Depuis la fin de l’année 2020, le pont Fraiteur, qui relie le quartier du cimetière d’Ixelles au site de La Plaine, est limité à un seul sens de circulation pour les voitures, à la demande de la STIB, afin de gagner quelques minutes sur le temps de parcours des bus 71 et 95.
Face au mécontentement des habitants et des commerçants, j’ai interpellé à deux reprises la ministre bruxelloise de la Mobilité :
- première question orale : voir la question et la réponse complètes
- deuxième question orale : voir la question et la réponse complètes
Ces réponses confirment plusieurs éléments importants :
- la justification principale reste l’amélioration de la vitesse des lignes de bus concernées ;
- aucune étude d’impact globale n’a été réalisée sur les conséquences de cette mise à sens unique pour les riverains et les commerces ;
- la ministre renvoie à des considérations générales sur la part de clientèle non motorisée dans les grandes villes, sans disposer de données spécifiques au périmètre du pont Fraiteur ;
- elle se dit « ouverte » à une solution qui préserverait la fluidité des transports publics, mais sans proposer aujourd’hui de scénario concret ni de calendrier d’évaluation.

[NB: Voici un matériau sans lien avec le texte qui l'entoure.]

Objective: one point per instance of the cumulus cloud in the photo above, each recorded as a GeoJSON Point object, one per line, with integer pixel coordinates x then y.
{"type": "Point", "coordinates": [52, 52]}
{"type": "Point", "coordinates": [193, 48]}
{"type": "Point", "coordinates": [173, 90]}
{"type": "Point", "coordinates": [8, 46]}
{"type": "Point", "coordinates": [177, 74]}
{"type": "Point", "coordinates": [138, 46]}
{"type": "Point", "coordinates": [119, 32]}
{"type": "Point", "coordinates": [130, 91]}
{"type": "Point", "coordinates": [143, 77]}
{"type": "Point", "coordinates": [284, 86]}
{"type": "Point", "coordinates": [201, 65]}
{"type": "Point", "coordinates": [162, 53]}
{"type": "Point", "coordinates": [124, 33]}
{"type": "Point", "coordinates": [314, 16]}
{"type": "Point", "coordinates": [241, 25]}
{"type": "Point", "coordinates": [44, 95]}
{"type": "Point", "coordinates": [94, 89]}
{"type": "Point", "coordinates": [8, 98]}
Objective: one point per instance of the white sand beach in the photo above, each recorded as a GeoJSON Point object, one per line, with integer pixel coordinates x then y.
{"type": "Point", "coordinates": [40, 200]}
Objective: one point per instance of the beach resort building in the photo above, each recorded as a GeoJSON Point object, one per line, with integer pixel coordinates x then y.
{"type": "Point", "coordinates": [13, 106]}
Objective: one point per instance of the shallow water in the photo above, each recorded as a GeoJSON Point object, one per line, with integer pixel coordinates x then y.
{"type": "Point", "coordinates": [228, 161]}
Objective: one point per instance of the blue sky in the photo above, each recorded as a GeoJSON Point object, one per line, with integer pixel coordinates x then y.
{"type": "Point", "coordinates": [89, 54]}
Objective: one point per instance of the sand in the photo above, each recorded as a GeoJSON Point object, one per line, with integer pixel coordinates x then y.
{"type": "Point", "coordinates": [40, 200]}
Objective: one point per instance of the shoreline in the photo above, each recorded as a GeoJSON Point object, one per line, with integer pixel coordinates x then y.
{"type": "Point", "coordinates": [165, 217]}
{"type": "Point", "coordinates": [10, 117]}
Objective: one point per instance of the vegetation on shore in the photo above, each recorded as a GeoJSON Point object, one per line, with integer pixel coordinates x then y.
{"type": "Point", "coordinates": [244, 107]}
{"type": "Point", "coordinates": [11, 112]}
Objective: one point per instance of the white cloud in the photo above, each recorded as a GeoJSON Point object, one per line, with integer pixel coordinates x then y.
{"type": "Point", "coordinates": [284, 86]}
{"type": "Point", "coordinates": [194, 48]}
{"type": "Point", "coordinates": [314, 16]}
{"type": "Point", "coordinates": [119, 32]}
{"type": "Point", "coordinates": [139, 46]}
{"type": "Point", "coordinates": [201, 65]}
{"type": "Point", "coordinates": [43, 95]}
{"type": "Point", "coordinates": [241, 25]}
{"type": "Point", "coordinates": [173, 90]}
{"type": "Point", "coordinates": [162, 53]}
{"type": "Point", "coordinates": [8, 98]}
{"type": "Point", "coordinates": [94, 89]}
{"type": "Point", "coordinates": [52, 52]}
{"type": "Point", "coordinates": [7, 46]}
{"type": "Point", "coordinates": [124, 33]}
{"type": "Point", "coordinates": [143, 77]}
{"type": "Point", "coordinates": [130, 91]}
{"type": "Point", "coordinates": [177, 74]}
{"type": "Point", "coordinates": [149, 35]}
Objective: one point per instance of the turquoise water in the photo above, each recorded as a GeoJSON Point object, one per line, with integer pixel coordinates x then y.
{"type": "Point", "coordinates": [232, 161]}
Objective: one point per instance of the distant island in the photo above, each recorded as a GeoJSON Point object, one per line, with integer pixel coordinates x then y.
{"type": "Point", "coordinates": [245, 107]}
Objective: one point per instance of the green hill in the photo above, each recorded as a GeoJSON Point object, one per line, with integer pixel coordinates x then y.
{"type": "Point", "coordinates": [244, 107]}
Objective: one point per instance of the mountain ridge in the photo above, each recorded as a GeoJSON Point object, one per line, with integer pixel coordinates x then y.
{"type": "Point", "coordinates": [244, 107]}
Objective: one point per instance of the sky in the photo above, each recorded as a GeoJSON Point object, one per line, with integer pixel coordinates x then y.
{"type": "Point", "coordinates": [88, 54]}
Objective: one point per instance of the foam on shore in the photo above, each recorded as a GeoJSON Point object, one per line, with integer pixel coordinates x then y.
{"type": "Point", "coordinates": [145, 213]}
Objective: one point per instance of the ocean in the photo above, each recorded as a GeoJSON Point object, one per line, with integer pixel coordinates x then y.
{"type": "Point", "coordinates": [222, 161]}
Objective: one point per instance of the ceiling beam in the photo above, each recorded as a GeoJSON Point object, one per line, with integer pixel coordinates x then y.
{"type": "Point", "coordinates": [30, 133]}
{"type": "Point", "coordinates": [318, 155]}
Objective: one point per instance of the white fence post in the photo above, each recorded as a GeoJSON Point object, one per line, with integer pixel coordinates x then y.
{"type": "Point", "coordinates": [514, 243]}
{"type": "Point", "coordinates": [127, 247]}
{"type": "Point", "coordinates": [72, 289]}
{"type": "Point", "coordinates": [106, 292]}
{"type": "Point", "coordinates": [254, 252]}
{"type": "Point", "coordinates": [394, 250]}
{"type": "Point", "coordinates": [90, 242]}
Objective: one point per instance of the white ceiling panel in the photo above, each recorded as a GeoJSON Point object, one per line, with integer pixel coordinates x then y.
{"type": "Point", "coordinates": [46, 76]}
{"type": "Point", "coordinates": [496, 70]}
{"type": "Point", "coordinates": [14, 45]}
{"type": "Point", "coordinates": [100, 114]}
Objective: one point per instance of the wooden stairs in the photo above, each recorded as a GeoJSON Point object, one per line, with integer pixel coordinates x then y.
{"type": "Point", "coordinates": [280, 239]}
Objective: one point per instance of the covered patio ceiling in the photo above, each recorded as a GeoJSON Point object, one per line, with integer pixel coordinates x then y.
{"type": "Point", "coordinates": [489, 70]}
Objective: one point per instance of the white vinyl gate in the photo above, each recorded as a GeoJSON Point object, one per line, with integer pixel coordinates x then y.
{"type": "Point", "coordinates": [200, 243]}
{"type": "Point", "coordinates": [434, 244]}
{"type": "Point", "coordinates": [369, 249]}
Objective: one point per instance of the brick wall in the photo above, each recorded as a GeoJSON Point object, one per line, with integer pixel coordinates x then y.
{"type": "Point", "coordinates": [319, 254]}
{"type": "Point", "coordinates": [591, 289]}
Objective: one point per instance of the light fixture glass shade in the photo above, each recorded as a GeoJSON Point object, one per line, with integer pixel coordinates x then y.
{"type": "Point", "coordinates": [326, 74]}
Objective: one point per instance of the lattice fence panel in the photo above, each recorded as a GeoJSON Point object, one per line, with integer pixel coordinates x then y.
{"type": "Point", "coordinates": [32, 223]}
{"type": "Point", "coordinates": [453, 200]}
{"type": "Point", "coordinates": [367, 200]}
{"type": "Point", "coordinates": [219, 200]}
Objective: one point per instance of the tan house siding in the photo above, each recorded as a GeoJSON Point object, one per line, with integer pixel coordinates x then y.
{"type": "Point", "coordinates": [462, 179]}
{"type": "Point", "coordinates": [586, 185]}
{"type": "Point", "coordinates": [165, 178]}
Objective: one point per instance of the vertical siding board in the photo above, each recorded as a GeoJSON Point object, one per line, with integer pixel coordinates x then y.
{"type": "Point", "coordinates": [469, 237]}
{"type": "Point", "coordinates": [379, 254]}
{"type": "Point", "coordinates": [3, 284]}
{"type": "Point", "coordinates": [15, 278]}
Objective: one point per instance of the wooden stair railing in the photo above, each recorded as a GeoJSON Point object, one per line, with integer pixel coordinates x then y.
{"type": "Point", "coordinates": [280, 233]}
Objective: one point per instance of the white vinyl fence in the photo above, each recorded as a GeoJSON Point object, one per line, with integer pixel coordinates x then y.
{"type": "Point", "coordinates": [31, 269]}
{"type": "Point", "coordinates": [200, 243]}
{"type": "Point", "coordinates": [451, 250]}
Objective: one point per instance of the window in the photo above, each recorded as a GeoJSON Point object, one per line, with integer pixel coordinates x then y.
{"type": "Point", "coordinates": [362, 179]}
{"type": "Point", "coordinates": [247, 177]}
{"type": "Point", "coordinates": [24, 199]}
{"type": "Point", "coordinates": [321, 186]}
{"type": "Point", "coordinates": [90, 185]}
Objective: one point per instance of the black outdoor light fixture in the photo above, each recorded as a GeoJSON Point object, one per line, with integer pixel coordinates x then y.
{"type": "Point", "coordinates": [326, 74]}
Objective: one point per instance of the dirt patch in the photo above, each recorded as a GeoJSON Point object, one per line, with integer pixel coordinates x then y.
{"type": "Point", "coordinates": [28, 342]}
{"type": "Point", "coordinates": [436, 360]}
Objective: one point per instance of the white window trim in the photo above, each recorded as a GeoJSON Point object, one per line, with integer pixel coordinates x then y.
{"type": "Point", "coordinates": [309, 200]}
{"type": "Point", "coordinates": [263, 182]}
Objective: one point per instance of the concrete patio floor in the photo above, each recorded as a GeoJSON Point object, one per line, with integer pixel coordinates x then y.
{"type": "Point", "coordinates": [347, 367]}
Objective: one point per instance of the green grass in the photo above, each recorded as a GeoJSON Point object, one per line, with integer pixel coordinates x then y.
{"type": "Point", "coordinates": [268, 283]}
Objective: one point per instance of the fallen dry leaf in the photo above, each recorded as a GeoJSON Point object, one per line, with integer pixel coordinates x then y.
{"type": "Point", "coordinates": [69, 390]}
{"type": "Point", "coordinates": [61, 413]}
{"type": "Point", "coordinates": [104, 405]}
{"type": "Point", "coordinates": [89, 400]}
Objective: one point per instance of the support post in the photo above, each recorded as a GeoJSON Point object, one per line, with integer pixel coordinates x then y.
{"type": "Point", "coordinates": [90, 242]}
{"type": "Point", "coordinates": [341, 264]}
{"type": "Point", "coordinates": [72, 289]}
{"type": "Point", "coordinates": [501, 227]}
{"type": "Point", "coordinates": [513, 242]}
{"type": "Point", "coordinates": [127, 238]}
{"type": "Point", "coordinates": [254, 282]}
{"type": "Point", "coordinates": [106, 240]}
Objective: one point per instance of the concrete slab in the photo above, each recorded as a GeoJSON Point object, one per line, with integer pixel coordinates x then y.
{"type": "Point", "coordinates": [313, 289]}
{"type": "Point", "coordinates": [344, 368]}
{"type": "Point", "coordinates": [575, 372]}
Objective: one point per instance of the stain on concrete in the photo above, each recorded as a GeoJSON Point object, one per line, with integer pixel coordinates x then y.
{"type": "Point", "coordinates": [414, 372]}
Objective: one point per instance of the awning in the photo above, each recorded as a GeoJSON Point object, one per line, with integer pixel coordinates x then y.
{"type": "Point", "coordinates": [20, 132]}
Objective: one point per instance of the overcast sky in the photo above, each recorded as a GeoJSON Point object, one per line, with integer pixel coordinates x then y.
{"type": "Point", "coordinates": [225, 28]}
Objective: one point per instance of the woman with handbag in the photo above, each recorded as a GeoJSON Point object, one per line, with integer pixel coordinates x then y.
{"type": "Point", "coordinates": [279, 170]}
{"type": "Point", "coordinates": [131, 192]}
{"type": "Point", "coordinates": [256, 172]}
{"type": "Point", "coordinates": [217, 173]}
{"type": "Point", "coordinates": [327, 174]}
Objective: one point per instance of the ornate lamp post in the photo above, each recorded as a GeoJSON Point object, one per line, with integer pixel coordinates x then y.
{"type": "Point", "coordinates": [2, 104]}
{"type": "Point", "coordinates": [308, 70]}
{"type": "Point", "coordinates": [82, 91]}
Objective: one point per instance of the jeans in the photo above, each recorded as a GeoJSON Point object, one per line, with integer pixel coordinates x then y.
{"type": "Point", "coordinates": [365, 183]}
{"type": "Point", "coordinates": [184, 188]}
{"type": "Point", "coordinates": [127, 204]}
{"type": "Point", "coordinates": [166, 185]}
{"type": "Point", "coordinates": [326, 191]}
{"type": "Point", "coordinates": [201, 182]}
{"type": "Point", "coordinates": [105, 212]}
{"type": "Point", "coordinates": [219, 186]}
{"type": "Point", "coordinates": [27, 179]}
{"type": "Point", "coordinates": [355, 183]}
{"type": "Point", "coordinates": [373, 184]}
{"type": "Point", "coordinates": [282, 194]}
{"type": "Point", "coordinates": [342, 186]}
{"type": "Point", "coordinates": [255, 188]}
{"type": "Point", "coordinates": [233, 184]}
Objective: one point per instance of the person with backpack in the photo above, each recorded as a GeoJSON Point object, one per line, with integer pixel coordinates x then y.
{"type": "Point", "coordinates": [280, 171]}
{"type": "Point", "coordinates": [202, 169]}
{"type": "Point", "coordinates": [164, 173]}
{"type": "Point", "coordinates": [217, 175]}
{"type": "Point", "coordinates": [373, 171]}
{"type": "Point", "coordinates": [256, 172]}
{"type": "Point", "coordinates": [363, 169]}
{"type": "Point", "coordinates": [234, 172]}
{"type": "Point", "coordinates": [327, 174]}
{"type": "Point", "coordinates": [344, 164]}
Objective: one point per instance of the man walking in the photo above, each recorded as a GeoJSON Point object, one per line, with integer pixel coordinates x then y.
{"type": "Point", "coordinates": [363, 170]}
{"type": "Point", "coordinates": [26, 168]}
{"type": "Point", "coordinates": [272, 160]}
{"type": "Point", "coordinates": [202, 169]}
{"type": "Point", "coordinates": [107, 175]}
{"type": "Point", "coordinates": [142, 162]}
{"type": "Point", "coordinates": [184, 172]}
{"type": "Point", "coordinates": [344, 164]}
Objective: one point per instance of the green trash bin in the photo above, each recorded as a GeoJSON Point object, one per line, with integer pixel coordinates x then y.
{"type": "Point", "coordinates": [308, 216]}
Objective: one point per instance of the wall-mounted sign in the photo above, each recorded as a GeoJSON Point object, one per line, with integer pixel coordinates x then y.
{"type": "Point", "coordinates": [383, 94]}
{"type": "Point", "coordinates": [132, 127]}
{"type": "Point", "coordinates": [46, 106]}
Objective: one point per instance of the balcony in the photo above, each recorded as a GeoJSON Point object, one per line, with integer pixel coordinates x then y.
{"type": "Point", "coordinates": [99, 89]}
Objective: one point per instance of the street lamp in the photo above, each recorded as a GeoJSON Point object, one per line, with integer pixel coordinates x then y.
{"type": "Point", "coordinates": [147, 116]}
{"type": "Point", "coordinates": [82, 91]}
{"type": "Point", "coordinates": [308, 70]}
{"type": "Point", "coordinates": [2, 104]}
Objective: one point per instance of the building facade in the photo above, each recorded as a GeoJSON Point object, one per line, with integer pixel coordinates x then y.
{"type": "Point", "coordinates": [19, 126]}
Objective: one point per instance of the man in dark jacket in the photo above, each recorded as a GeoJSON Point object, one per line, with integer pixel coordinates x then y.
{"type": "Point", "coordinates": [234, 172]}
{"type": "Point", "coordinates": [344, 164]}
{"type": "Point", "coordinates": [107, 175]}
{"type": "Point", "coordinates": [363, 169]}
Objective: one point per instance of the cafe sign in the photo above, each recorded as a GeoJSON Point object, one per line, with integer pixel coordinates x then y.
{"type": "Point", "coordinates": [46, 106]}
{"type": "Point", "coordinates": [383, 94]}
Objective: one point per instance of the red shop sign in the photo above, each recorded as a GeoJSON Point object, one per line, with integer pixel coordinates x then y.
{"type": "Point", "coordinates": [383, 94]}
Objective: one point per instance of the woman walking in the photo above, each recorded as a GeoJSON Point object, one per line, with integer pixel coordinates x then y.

Ces réponses contrastent fortement avec ce que rapportent les acteurs de terrain :
- des temps de trajet parfois multipliés par trois, notamment pour les patients et visiteurs de l’hôpital Delta ;
- des reports de trafic dans certaines rues de quartier ;
- des inquiétudes des commerçants quant à la baisse de fréquentation ;
- une augmentation des distances parcourues et donc des émissions et de la consommation de carburant.
En tant que députée MR, je considère qu’une telle décision, prise au nom de la performance des transports publics, doit impérativement s’accompagner :
- d’une évaluation factuelle avant et après mise en œuvre, intégrant les effets sur la mobilité locale, l’économie de proximité et l’environnement ;
- d’une concertation structurée avec les communes concernées, comme Ixelles, qui demandent le rétablissement d’une meilleure accessibilité ;
- d’un travail de co-construction de solutions (aménagements, priorités bus, régulation de trafic) qui permettent de concilier, plutôt que d’opposer, transport public performant et accessibilité locale.
L’absence actuelle d’étude d’impact et de perspective claire est problématique. Je poursuivrai mon action au Parlement pour obtenir des données objectives, des réponses concrètes et une réelle prise en compte des attentes des habitants et des commerçants.